設問1
「消えた仲間を捜せ」



設問1
『消えた仲間を捜せ』



「いや、誰も消えてないし」

 藤丸は当たり前のツッコミを入れた。

「これでは解けませんね」

 幸希も首をひねっている。

「実はまだ、いるんじゃありません? こちらに来ている人が」
「だからと言ったって、誰か分からないのに探しようも―――」
「「「「あ」」」」

―――バクリ

 藤丸が頭上から降っていた闇に呑み込まれた。そして、その闇が晴れた時、藤丸の姿はそこにない。

「あんたが攫われるんかい!」

 郁の渾身のツッコミも藤丸には届かない。

「あわ、あわわ・・・・っ。ど、どどどどうしましょう!?」

 幸希もあまりの出来事に慌てふためいた。
 ムリもない。
 藤丸を失えば内乱という意味がなくなるのだ。

「も、盛武殿、如何なさいましょう!?」

 この中では最も年長である盛武に幸希は詰め寄った。
 因みに紗姫は暇そうにあくびをしている。

「落ち着け。大丈夫だ。若の居場所ならたいてい見当が付く」

 盛武はこの設問の仕組みを完璧に解いていた。

「若は脱走癖があってな。それを昔から探すのが俺の仕事だった」

 盛武と藤丸は五歳違いだ。
 藤丸が脱走癖を身につけたのは十年前ほどであり、盛武は元服前からその経験を持っていると言うことになる。

「最初は国分城内だったが、いつしか外に出るようになって・・・・」

 盛武は付けられた自分の家臣たちを総動員して探したものだ。
 慣れてくると、いくつかの部隊に分け、どの部隊が一番早く見つけるか、とかいう遊びになっていたのは愛嬌だと豪語したい。

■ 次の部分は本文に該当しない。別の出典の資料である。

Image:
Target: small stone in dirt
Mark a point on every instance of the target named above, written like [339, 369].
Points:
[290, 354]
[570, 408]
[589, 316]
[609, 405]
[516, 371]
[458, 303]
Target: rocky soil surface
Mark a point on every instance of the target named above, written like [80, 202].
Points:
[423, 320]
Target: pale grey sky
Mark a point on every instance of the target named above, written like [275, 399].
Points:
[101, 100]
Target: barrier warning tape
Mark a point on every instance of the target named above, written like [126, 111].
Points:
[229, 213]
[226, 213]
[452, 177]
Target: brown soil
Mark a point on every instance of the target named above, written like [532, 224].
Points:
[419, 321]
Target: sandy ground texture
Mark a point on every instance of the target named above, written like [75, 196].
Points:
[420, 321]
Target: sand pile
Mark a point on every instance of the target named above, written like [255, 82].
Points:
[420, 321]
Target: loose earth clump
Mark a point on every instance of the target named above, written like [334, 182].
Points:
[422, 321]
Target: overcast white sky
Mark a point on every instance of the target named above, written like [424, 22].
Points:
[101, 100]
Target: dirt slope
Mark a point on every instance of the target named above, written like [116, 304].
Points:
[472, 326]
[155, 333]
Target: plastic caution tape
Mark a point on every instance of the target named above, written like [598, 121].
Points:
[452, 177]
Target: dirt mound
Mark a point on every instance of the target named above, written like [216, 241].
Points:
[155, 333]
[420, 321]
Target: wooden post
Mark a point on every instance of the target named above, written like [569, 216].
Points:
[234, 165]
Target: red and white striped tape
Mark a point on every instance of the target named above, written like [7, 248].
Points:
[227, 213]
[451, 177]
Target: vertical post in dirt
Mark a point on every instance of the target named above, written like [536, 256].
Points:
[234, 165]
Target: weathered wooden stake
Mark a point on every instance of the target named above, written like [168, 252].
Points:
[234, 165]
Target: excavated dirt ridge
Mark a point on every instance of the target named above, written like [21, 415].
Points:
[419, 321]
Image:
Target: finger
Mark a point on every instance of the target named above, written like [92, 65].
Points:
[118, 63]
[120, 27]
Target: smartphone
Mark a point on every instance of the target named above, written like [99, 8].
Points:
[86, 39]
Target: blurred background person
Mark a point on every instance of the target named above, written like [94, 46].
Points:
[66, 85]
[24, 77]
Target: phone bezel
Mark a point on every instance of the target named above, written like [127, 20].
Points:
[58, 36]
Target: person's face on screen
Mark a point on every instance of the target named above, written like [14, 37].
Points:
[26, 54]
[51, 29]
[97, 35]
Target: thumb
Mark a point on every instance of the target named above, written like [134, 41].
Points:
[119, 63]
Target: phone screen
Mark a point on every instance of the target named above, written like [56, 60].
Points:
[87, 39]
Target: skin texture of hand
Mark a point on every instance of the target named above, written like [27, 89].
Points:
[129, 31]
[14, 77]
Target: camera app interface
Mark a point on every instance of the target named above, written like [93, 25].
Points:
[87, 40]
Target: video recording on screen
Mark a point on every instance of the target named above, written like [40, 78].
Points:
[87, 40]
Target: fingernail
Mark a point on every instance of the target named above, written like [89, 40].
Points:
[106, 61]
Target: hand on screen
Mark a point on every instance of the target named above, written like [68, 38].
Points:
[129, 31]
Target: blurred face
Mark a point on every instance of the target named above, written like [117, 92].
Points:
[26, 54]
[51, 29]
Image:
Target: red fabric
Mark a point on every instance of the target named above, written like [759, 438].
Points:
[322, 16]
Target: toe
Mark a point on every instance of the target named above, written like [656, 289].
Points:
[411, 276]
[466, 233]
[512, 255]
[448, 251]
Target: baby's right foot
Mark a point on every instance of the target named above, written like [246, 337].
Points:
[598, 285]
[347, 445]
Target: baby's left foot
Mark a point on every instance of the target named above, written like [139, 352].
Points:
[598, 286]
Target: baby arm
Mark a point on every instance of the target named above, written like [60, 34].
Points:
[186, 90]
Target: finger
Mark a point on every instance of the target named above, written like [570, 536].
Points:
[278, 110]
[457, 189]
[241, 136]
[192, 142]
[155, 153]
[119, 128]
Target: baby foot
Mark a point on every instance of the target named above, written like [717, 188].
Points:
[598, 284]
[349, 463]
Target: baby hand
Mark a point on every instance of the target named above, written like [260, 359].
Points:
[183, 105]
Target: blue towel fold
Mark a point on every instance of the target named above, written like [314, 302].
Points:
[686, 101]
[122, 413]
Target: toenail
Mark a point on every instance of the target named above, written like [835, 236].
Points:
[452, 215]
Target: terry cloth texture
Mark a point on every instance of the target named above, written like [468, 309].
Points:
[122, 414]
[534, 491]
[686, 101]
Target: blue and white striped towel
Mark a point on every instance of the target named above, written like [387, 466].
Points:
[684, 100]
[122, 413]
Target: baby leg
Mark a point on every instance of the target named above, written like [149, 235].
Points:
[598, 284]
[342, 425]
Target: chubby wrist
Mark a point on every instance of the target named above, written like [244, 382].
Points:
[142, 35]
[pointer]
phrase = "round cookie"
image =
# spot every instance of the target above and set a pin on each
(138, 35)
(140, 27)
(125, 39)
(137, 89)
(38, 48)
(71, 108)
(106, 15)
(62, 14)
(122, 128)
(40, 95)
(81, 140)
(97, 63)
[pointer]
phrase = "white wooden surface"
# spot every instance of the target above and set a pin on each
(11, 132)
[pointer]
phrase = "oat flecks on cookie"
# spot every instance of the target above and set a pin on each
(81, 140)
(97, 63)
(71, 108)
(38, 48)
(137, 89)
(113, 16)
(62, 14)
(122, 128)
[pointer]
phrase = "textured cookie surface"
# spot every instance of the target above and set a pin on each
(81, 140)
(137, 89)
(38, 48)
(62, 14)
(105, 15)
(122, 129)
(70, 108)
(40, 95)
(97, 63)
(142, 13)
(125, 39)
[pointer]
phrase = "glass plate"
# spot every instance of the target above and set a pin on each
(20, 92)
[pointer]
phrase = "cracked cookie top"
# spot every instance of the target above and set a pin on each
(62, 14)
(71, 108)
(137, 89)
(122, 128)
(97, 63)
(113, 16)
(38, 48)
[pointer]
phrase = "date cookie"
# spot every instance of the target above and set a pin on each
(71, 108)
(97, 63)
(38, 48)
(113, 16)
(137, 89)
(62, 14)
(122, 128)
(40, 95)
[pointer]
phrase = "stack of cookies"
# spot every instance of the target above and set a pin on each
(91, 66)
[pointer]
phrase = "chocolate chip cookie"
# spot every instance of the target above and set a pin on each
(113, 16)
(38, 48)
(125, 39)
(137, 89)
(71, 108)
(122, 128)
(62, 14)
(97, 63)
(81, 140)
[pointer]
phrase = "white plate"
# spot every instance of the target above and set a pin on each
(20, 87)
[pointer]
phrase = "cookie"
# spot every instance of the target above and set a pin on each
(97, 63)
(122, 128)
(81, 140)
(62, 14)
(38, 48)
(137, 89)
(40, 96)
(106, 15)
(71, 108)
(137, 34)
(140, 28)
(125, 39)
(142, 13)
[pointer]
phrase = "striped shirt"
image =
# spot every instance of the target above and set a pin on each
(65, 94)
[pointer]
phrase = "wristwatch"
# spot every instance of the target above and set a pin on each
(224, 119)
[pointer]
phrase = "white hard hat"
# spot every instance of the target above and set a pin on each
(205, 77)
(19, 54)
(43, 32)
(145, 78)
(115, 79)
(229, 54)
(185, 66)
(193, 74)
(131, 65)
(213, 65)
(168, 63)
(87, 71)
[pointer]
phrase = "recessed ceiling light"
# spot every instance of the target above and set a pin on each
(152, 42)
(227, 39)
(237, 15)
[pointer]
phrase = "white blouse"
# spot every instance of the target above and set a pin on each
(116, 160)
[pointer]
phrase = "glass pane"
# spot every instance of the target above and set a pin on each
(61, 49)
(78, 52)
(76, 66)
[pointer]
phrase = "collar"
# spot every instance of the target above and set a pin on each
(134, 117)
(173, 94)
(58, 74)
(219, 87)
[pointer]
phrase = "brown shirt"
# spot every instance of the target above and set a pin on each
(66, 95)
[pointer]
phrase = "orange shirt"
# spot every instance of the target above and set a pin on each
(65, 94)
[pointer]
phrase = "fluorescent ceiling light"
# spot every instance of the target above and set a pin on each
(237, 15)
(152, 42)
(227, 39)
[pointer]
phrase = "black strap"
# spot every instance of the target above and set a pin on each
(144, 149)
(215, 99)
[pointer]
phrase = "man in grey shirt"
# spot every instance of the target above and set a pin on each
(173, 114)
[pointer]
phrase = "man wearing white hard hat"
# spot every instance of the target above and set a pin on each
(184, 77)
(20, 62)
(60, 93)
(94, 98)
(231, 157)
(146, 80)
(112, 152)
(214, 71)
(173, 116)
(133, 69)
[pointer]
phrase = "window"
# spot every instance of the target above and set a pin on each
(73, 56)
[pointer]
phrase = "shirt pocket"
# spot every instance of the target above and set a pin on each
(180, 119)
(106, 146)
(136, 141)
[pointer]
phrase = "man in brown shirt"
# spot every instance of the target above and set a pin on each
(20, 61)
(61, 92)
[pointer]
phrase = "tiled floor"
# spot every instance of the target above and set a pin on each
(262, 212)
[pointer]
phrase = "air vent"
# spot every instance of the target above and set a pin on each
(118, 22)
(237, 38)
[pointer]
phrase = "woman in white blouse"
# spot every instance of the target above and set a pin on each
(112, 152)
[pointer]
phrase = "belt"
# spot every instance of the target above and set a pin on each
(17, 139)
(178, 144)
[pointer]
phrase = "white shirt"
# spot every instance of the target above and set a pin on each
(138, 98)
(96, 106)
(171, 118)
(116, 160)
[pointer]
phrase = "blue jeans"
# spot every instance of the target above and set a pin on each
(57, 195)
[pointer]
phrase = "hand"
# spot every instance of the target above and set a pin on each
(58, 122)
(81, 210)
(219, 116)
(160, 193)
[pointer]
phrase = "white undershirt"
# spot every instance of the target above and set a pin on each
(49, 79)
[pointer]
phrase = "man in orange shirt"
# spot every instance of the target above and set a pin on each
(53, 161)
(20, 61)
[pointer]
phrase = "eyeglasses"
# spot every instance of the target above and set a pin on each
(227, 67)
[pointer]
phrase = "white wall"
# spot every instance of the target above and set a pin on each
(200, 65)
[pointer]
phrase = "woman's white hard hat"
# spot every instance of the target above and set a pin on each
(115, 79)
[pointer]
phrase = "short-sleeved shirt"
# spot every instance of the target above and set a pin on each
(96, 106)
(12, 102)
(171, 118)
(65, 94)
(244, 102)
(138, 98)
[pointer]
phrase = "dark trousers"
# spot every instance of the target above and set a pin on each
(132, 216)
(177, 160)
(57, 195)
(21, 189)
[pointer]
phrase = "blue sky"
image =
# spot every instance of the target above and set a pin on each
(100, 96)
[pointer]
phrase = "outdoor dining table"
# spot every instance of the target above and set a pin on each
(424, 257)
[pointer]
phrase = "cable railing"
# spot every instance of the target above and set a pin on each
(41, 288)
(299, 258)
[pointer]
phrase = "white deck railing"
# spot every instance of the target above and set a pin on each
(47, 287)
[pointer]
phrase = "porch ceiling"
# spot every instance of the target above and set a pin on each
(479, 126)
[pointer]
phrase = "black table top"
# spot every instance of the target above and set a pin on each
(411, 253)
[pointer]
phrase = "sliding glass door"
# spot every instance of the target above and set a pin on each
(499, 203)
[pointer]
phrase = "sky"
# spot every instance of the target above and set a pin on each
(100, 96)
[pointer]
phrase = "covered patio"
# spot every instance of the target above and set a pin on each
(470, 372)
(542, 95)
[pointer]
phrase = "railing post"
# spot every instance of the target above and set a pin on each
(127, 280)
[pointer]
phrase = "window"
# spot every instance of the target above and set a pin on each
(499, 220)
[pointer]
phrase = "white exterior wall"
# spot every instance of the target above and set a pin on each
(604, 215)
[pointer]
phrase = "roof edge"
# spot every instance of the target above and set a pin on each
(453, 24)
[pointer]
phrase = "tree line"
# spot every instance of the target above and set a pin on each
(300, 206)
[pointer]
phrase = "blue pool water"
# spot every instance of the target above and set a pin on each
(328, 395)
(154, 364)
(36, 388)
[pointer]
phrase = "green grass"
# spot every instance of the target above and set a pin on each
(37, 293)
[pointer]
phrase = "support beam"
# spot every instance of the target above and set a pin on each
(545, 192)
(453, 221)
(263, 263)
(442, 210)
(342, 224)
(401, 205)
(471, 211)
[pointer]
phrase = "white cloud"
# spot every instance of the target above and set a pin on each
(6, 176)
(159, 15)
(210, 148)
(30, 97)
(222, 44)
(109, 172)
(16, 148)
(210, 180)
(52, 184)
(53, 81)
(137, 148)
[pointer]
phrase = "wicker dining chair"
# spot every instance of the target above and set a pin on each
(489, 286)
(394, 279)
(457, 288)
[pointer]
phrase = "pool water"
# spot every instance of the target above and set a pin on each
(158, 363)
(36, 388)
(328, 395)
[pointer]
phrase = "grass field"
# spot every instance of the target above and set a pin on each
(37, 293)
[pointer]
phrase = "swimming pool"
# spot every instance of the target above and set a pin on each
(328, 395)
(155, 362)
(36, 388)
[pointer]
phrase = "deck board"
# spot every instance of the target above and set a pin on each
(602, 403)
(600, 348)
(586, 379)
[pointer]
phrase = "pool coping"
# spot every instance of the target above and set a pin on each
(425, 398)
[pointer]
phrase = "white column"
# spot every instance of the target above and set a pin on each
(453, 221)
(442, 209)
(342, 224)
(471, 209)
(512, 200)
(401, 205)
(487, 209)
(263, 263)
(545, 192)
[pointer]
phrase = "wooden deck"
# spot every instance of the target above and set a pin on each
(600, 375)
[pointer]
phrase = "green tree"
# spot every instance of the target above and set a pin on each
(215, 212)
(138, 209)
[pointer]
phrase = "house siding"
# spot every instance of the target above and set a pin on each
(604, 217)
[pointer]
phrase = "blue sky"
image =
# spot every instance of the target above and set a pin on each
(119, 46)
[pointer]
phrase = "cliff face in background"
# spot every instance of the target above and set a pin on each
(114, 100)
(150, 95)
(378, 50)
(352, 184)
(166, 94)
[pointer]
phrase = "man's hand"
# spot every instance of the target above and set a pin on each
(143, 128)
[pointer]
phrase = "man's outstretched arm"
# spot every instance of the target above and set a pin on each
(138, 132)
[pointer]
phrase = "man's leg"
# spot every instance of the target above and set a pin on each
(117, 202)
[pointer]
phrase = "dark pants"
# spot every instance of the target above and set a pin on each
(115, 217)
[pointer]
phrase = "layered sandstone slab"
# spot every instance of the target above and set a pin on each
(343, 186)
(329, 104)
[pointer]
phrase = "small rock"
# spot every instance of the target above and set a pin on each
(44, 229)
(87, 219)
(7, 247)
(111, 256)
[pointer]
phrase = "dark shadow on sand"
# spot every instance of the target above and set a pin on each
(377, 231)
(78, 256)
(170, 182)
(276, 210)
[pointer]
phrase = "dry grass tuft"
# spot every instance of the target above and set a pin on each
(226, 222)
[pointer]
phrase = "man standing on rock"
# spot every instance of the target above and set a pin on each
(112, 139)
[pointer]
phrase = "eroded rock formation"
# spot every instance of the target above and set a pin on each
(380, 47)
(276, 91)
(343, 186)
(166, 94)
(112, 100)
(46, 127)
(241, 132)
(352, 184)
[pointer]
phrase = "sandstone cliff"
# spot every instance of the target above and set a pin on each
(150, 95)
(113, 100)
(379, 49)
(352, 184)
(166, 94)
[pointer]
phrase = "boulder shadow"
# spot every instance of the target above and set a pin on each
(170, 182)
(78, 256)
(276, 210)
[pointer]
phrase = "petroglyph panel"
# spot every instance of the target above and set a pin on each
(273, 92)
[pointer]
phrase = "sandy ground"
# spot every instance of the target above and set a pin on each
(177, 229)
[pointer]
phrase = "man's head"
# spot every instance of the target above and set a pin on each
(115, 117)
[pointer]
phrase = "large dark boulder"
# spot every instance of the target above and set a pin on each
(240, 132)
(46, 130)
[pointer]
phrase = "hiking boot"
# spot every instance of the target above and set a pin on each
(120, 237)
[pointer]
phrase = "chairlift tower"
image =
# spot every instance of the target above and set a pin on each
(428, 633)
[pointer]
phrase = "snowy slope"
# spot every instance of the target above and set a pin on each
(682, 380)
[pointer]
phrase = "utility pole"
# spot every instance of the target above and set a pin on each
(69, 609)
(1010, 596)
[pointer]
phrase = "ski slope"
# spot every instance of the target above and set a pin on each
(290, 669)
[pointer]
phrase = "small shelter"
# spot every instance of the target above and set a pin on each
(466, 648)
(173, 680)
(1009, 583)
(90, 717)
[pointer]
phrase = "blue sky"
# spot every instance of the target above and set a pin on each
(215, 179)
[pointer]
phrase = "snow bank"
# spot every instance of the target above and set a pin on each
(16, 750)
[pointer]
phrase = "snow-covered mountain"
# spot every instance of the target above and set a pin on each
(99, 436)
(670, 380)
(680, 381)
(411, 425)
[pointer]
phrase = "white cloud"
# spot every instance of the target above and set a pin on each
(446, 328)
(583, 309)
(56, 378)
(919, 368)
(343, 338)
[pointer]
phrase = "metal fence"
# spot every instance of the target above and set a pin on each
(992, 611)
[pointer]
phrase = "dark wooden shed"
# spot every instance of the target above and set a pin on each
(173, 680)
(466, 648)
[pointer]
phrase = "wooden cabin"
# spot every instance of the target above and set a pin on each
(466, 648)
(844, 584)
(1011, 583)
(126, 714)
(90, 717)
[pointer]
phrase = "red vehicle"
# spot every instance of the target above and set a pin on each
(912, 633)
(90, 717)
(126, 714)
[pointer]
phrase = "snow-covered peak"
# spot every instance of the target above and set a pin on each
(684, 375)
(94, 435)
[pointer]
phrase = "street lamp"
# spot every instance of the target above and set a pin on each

「ご丁寧に地図まである。少し行ってくるから、お前たちは待っていてくれ」

 そう言い残すと盛武は軽い足取りで走り出した。そして、ものの数分で藤丸の襟首を掴んで帰ってくる。

「ひとつ思うんですが・・・・」

 これまで発言しなかった紗姫が口を開いた。

「これまで藤丸様が自分の意志で隠れていたものを見つけていたものを発見していたようですが・・・・」

 紗姫は襟首を捕まれて宙に浮いている藤丸を見て続ける。

「今回は明らかに他人の意志が働いています。それを難なく見つけるとは、藤丸様の思考を読むのではなく、藤丸様自身の存在を何となく把握している証拠なのではないかと・・・・」

 何も言わずに、どこにいるのか分かる仲。
 少女のような顔をした藤丸と、涼しげな容姿をした盛武。

「「・・・・・・・・・・・・・・・・・・・・・・・・・・・・・・・・」」

 紗姫は疑わしげな視線を、郁は気まずそうに頬を染めてそっぽ向く。

「まあ、別に珍しくはないですよね?」
「「何がだ!?」」
「いたぁっ!? 僕は一般論の話をしたのに!?」

 やりきれない想いをふたりは幸希の頭にぶつけた。